# Introduction

- Webscrape https://www.tennislive.net for pro-level match data
- Output two .csv files 
    - Single row dataframe for summary statistics dashboard
    - point by point (Pbp) level csv file for Match Viewer website => to attach timestamps using website tagger

### Install Packages

In [2]:
import requests
from bs4 import BeautifulSoup
import pandas as pd
import numpy as np


### Check Status Code
- 200 = success
- 404 = failed

In [3]:
url = 'https://www.tennislive.net/atp/govind-nanda/'
page = requests.get(url)
page.status_code

200

### Extract Match Data

In [4]:
def extract_match_data(urls):
    data_list = []
    
    for url in urls:
        # Fetch HTML content from the URL
        response = requests.get(url)
        soup = BeautifulSoup(response.content, 'html.parser')
        
        # Extract match information
        date = soup.find('td', class_='w50').text.strip().split(' ')[0]
        round_info = soup.find_all('td', class_='w50')[1].text.strip()
        player1 = soup.find_all('td', class_='w130')[0].text.strip()
        player2 = soup.find_all('td', class_='w130')[1].text.strip()
        score = soup.find('span', id='score').text.strip()
        tournament = soup.find('td', class_='w200').find('a').text.strip()
        
        # Extract statistics function
        def extract_statistic(statistic):
            row = soup.find('td', string=statistic).parent
            player1_stat = row.find_all('td')[1].text.strip().split(' ')[0]
            player2_stat = row.find_all('td')[2].text.strip().split(' ')[0]
            return player1_stat, player2_stat
        
        # List of statistics to extract
        statistics = [
            '1st SERVE %',
            '1st SERVE POINTS WON',
            '2nd SERVE POINTS WON',
            'TOTAL RETURN POINTS WON',
            'TOTAL POINTS WON',
            'DOUBLE FAULTS',
            'ACES'
        ]

        # List of statistics to extract 
        stats_length = len(soup.find_all('td', class_='info_txt'))
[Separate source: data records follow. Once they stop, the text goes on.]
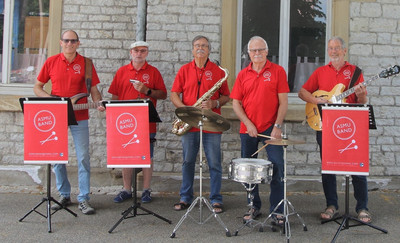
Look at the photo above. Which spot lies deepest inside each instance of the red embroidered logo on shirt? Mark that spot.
(267, 76)
(208, 75)
(347, 74)
(146, 78)
(77, 68)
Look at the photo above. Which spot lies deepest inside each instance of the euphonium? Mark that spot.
(180, 127)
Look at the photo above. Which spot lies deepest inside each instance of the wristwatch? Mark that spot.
(217, 106)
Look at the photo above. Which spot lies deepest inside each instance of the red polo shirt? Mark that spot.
(258, 93)
(68, 79)
(326, 78)
(122, 87)
(192, 82)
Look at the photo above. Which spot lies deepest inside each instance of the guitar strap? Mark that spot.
(356, 74)
(88, 74)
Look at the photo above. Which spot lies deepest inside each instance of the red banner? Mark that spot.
(128, 138)
(45, 132)
(345, 140)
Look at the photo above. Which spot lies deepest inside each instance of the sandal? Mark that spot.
(253, 213)
(218, 208)
(364, 216)
(181, 206)
(329, 213)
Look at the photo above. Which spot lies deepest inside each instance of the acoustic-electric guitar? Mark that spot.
(337, 96)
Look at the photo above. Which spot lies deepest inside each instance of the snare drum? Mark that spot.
(249, 170)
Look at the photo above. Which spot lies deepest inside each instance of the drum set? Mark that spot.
(212, 122)
(248, 171)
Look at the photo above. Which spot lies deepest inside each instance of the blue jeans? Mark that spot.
(360, 186)
(152, 140)
(212, 149)
(249, 145)
(80, 134)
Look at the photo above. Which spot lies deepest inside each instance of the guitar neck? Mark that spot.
(351, 90)
(90, 105)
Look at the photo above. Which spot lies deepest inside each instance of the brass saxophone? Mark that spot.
(180, 127)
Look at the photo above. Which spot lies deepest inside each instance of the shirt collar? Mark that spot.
(266, 66)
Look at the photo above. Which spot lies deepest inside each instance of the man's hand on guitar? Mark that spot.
(100, 107)
(320, 100)
(361, 93)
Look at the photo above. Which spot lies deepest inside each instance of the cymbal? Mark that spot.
(283, 142)
(211, 121)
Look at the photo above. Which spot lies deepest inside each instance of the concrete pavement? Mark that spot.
(383, 205)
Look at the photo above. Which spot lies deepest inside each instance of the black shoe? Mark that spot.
(64, 201)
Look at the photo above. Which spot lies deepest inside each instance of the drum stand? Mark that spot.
(286, 204)
(200, 199)
(47, 199)
(136, 206)
(249, 188)
(346, 217)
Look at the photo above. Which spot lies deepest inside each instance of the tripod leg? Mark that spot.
(62, 207)
(154, 214)
(126, 212)
(49, 215)
(33, 209)
(298, 216)
(184, 217)
(228, 233)
(368, 224)
(345, 220)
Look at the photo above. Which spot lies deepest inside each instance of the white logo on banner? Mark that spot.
(344, 128)
(126, 124)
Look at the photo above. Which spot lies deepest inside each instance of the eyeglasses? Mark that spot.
(197, 46)
(257, 50)
(141, 50)
(336, 48)
(72, 41)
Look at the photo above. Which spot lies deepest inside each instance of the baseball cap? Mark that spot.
(139, 43)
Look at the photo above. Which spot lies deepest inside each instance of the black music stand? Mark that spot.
(153, 117)
(49, 198)
(345, 224)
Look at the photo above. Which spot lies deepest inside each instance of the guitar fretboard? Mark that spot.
(85, 106)
(351, 90)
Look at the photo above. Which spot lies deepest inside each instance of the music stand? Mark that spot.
(49, 198)
(345, 224)
(153, 117)
(213, 122)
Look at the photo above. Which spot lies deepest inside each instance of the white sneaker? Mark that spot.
(86, 208)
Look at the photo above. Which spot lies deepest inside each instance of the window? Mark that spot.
(24, 28)
(295, 31)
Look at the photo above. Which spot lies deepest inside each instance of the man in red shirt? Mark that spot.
(67, 74)
(326, 78)
(191, 82)
(147, 82)
(260, 101)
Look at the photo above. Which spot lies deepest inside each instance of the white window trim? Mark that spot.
(5, 87)
(283, 39)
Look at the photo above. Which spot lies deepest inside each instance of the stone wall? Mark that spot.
(107, 28)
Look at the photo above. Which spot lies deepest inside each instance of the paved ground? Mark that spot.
(384, 206)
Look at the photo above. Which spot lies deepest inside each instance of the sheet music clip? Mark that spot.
(371, 116)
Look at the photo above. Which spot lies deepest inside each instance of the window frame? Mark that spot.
(55, 20)
(338, 11)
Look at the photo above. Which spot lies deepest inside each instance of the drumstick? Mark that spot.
(259, 149)
(265, 136)
(262, 135)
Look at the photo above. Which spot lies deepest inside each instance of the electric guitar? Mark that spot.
(337, 96)
(90, 105)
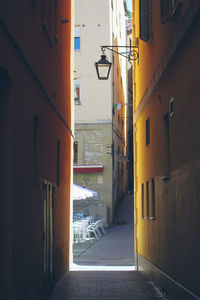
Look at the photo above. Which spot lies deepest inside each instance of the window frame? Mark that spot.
(77, 83)
(77, 37)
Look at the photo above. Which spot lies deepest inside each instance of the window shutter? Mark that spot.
(144, 20)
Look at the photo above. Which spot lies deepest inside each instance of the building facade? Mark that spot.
(166, 116)
(99, 126)
(35, 116)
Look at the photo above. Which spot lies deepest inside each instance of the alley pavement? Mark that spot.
(116, 247)
(104, 285)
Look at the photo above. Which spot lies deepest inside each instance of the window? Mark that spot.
(171, 107)
(58, 162)
(147, 131)
(145, 20)
(35, 151)
(75, 152)
(168, 9)
(174, 6)
(165, 10)
(147, 199)
(153, 209)
(142, 200)
(77, 98)
(77, 39)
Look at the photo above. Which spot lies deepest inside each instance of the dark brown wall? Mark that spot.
(38, 67)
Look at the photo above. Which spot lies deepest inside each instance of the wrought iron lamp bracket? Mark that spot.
(131, 55)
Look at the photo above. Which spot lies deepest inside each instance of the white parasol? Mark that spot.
(79, 192)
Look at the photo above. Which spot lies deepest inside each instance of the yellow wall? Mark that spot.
(171, 240)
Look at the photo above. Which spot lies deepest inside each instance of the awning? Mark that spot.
(79, 192)
(88, 168)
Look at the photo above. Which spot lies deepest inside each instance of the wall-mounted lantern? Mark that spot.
(103, 66)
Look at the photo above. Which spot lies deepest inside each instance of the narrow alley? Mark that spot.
(116, 247)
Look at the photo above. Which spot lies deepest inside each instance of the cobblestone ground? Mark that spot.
(104, 285)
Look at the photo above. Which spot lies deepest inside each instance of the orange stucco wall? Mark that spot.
(170, 241)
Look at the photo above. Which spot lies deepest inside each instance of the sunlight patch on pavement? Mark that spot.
(75, 267)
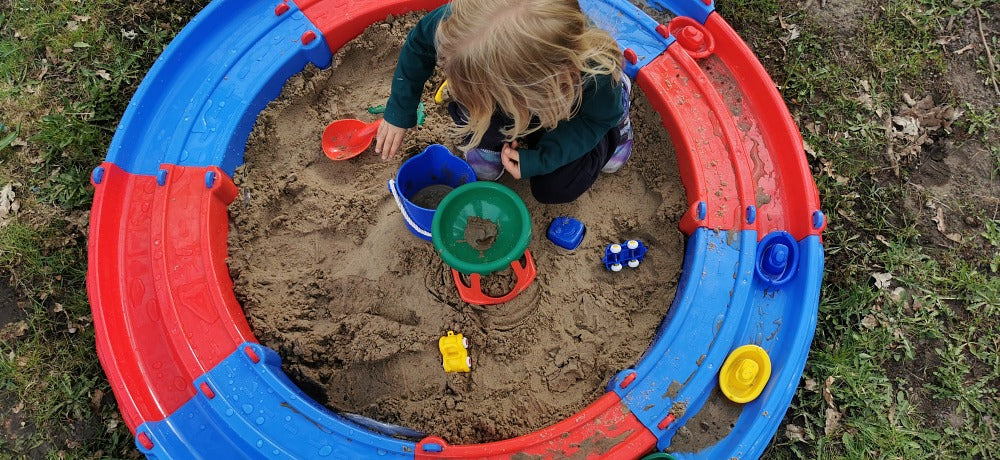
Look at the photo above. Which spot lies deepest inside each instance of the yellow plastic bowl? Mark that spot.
(745, 373)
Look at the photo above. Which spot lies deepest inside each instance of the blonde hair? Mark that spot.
(527, 58)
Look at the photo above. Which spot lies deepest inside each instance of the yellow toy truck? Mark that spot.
(455, 357)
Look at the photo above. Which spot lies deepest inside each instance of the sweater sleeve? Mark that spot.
(416, 63)
(600, 110)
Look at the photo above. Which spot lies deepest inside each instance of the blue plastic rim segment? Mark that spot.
(632, 28)
(200, 99)
(255, 411)
(693, 9)
(721, 304)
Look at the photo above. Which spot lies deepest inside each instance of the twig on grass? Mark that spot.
(989, 55)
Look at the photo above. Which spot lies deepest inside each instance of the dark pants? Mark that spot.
(567, 182)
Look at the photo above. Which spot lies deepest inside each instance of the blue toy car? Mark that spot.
(628, 253)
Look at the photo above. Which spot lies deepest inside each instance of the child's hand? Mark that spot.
(511, 159)
(388, 138)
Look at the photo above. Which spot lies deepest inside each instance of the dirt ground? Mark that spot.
(331, 279)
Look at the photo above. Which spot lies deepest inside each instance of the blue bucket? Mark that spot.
(421, 183)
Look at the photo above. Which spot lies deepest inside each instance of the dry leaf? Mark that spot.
(939, 220)
(882, 280)
(96, 398)
(827, 395)
(795, 433)
(907, 125)
(832, 421)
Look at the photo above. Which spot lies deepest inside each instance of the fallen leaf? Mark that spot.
(832, 421)
(827, 394)
(897, 294)
(795, 433)
(939, 220)
(96, 398)
(882, 280)
(965, 48)
(908, 125)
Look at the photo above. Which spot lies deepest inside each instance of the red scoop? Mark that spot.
(347, 138)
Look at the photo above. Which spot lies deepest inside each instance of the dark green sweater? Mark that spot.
(600, 110)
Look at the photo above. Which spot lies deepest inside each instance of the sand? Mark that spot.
(330, 277)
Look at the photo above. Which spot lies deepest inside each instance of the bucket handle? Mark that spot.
(406, 216)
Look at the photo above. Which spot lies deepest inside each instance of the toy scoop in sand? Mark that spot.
(347, 138)
(481, 228)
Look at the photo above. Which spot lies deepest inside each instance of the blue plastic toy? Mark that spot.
(566, 232)
(628, 253)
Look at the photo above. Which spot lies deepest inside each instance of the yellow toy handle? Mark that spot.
(439, 95)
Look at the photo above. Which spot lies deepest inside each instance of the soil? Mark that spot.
(330, 277)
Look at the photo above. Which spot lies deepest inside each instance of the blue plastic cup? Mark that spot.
(435, 166)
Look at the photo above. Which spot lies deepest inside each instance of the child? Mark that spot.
(526, 73)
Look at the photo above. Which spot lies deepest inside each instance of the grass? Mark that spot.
(911, 368)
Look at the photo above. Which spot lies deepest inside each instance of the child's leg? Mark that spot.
(570, 181)
(623, 149)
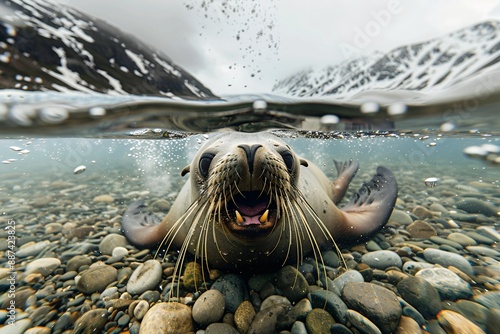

        if stats_length == 8:
            statistics.insert(3, 'BREAK POINTS WON')  # Insert 'BREAK POINTS WON' at the correct position
        
        # Extract statistics for original players
        stat_data = {}
        table = soup.find_all('table', class_ = 'table_stats_match')

        if len(table) > 0 and table[0].find('td', class_='info_txt'):  # Process only if the table has data
            for stat in statistics:
                player1_stat, player2_stat = extract_statistic(stat)  # Extract stats for each player
                stat_name = (stat.lower()
                                .replace(' ', '_')
                                .replace('%', 'percentage')
                                .replace('/', '_')
                                .replace('(', '')
                                .replace(')', ''))

                # Store stats in dictionary
                stat_data[f'{stat_name}_player1'] = player1_stat
                stat_data[f'{stat_name}_player2'] = player2_stat
        else:
            # If the table is empty, set all stats to None
            for stat in statistics:
                stat_name = (stat.lower()
                                .replace(' ', '_')
                                .replace('%', 'percentage')
                                .replace('/', '_')
                                .replace('(', '')
                                .replace(')', ''))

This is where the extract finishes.